She paused for several seconds, unmoving, then spoke.
“What do you mean, ‘Eh’? Did it hurt you so little?”
“Uh, not really,” he said, her hands still around his head, “it was more out of surprise. It felt like cold metal being pressed against me, a bit unpleasant, but no pain, not really.”
She leaned back, now holding her own head with her left hand in thought, right hand still holding Leihant up by the neck.
While she was focusing on her thoughts, Leihant closed his eyes, focusing on something else, just for a moment, before opening them again.
“This is unexpected, without precedent,” she said, thinking, “the Order will definitely want you taken alive.”
Leihant lifted up his left hand, fingers outstretched.
“But what will you do,” he smiled, “if I cast this spell?”
“Impossible!” she cried, recoiling all she could while holding him by the neck, “I burnt out your remaining spells! You have no magic left inside you!”
“Then how will you stop me from doing this?” he cackled with laughter as he began forming symbols, angles and strange motions with the fingers of his left hand, swinging his left arm in sinuous patterns.
“Stop that now!” she shouted into his face, dragging him closer and squeezing his neck, “I can still choke you, I can snap your neck! Stop!”
He was choking now, but his left arm and fingers still continued with their motions, now raised as high as possible. Then her own left hand snapped out, grabbing his wrist. He still tried to move as best he could, even faster now, shaking his limb.
“But—” he coughed out, attempting to say something, his choked voice no louder than a whisper“ —but what…”
“But what?” She asked with an offended shout, pulling him so close he was almost touching her helmet, trying to hear his words.
“But what…” he said, now smiling, “… what will you do about this?”
While she was distracted by the left, his right arm had been reaching into his shirt pocket for the matchsticks. Now, his right hand was in front of her face-mask, lit flame between his fingers.
She yelped.
He dropped the flame, his head tilting down to watch it fall, her head unconsciously mirroring him.
While he had been reaching with his right hand, his song-hand had been carving into the dirt, and pulling a specific object into a specific location.
There was a magic circle below them, inscribed on the ground. There were ominous looking runes, straight-lines intersecting at strange angles, and an inset circle right around Helga’s feet.
Before the flame touched the ground, she was leaping back, tossing Leihant away from her.
The falling match landed exactly where Leihant wanted, on the remains of his smoke-bomb at the center of the supposed magic circle.
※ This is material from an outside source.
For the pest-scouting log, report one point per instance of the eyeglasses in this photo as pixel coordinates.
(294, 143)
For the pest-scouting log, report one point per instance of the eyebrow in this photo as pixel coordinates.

When ignited, the smoke-bomb burnt for just a split-second as the last reagents inside the mix were burnt.
That split-second was all Leihant needed.
The smoke-bomb gave off a little smoke, a few sparks, but most of all it made sound. It let off a loud bang, echoing in the quiet forest.
Helga dived backwards, shielding her head with her arms, tumbling as she landed.
It took her more than a split-second to realize she had just been had.
Leihant was already sprinting through the woods, faster than he ever imagined he could. He was fueled by fear, panic, but more than a little triumph. Even taken by surprise, even with no weapon to his name or spell in his mind, he had won, he had escaped.
There was sound like whistling behind and below him. Instincts made him leap as high as he could.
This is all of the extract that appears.